South Korea qualified two wrestlers for each of the following weight classes into the Olympic competition; all of whom progressed to the top two finals of the men's Greco-Roman wrestling (67 and 130 kg), respectively, at the 2021 Asian Qualification Tournament in Almaty, Kazakhstan.

- Greco-Roman

| Athlete | Event | Qualification | Round of 16 | Quarterfinal | Semifinal | Repechage | Final / BM |  |
| Opposition Result | Opposition Result | Opposition Result | Opposition Result | Opposition Result | Opposition Result | Rank |
| Ryu Han-su | Men's −67 kg | Merabet (ALG) W 4–0 ^{ST} | El-Sayed (EGY) L 1–3 ^{PP} | Did not advance |  |  |  | 9 |
| Kim Min-seok | Men's −130 kg | —N/a | Mirzazadeh (IRI) L 0–3 ^{PO} | Did not advance |  |  |  | 14 |

==Politics==
South Korean politicians took issue with a map of the torch relay on the Games' official website, which depicted the disputed Liancourt Rocks (territory claimed by Japan but governed by South Korea) as part of Japan. "South Korea, through the Japanese embassy in South Korea, has lodged a protest on the issue," Japan's then cabinet secretary Yoshihide Suga said, "Japan told the South Korean side that the protest is not acceptable given that Japan owns Takeshima and given Japan's position on the Sea of Japan."

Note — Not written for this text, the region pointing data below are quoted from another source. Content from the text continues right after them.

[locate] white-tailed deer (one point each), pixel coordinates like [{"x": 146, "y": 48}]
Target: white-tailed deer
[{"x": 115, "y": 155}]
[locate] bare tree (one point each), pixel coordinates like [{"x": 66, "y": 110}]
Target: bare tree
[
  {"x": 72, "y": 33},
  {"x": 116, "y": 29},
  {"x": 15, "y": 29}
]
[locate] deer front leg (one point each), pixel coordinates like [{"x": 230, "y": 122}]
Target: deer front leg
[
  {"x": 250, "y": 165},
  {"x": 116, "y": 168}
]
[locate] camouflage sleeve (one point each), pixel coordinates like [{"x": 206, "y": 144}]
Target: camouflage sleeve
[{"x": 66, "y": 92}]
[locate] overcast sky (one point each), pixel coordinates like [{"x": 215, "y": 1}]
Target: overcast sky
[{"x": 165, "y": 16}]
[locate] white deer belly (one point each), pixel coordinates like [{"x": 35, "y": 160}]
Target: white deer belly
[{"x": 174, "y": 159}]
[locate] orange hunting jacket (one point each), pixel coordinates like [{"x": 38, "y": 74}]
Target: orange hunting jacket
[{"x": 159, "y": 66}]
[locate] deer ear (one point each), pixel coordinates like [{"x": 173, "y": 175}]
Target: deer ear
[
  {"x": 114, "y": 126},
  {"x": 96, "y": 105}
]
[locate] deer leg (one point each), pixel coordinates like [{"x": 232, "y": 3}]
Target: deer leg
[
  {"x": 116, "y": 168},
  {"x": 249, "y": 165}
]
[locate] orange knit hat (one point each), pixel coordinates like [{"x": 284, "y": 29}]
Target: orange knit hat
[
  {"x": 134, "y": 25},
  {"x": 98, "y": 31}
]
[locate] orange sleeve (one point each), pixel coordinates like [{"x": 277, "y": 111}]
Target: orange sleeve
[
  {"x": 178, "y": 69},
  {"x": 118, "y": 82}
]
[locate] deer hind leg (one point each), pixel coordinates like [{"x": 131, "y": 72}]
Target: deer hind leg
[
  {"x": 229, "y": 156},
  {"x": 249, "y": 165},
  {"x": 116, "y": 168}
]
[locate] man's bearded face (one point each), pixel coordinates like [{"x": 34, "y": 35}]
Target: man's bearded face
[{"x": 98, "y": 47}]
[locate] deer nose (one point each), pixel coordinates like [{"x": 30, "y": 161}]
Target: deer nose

The South Korean government also called for a ban of the Rising Sun Flag in the Olympic Games, due to being considered to be offensive as a consequence of its usage by the Imperial Japanese military during World War II. In September 2019, the South Korean parliamentary committee for sports asked the organisers of 2020 Summer Olympics in Tokyo to ban the Rising Sun Flag.

On 8 August 2021, the final day of the Tokyo 2020 Summer Olympics, the South Korean Olympic Committee announced, "The IOC has declared in a letter that the Rising Sun Flag violates the Olympic Charter. It will be banned at the Olympics." In response, the Tokyo Organising Committee of the Olympic Games announced on 9 August, "The announcement by the South Korean Olympic Committee is not true. When we contacted the IOC, we confirmed that the IOC will continue to respond to the issue on a case-by-case basis and will not impose a blanket ban. On the morning of 9 August, the IOC sent a letter to South Korea indicating that the use of the flag will be determined on a case-by-case basis."